Le radar embarqué Gatso Millia flashe de plus en plus d’automobilistes et motards. A l’issue de cet article, vous saurez de quoi il s’agit et comment vous défendre.

 

Le pouvoir de flasher confié à un prestataire privé

 

En 2015, l’Etat a fait le choix de confier à des entreprises privées une compétence réservée auparavant exclusivement aux forces de l’ordre. Ainsi, des sociétés privées ont obtenu le pouvoir de constater des excès de vitesse.

 

Cette décision du gouvernement a été contesté sans succès par l’association 40 millions d’automobilistes. Précisément, le 8 juillet 2019, le Conseil d’État a validé le dispositif en estimant notamment que :

 

11. Les décisions litigieuses ne permettent de déléguer à des personnes privées que la seule tâche matérielle de conduite de véhicules équipés de radars, accessoire aux missions de police qui restent dévolues aux forces de l'ordre. Il ressort en outre des pièces du dossier que l'administration a prévu que les trajets effectués par les véhicules des prestataires seraient déterminés sous l'étroit contrôle des services de l'Etat et que les conducteurs n'auraient accès ni aux matériels de contrôle, ni aux données relatives à la constatation des infractions. Par suite, la requérante n'est pas fondée à soutenir que les décisions attaquées méconnaîtraient l'interdiction de déléguer une mission de police à une personne privée.
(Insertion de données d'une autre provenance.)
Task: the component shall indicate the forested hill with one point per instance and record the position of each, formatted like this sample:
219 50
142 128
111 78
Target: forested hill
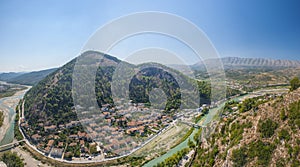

https://www.legifrance.gouv.fr/ceta/id/CETATEXT000038742989

 

En pratique, des véhicules banalisés et dotés d’un radar embarqué sillonnent les routes de France. Ils flashent sans relâche, 8 heures par jour et 7 jours sur 7.

 

A ce jour, 223 voitures banalisées sont conduites par des salariés d’une société privée. Sachant qu’il y a au total 381 voitures avec des radars mobiles en service, 59% sont ainsi conduites par des salariés d’une société privée.

 

L’État parle pudiquement « d’équipements de terrain mobiles externalisées ». Vous apprécierez.

 

Un procédé hautement critiquable

 

En théorie, ces véhicules sont censés parcourir des endroits accidentogènes, dans le but de concourir à la sécurité routière.

 

En réalité, énormément de dérives sont constatées.

 

D’ailleurs, très peu de préfectures publient les parcours effectués par lesdits véhicules alors que cette logique de transparence avait été mise en avant par le comité interministériel de la sécurité routière.

 

En outre, l’idée même de participer à la sécurité routière est critiquable. Comment invoquer la peur du gendarme alors qu’il s’agit de véhicules banalisés et que les salariés de la société privée n’ont pas le pouvoir d’interpeller l’usager de la route ?

 

Le motard ou automobiliste en infraction découvre qu’il est en infraction uniquement lorsqu’il reçoit l’avis de contravention ou l’appel des forces de l’ordre en vue d’une audition s’il s’agit d’un excès de grande vitesse.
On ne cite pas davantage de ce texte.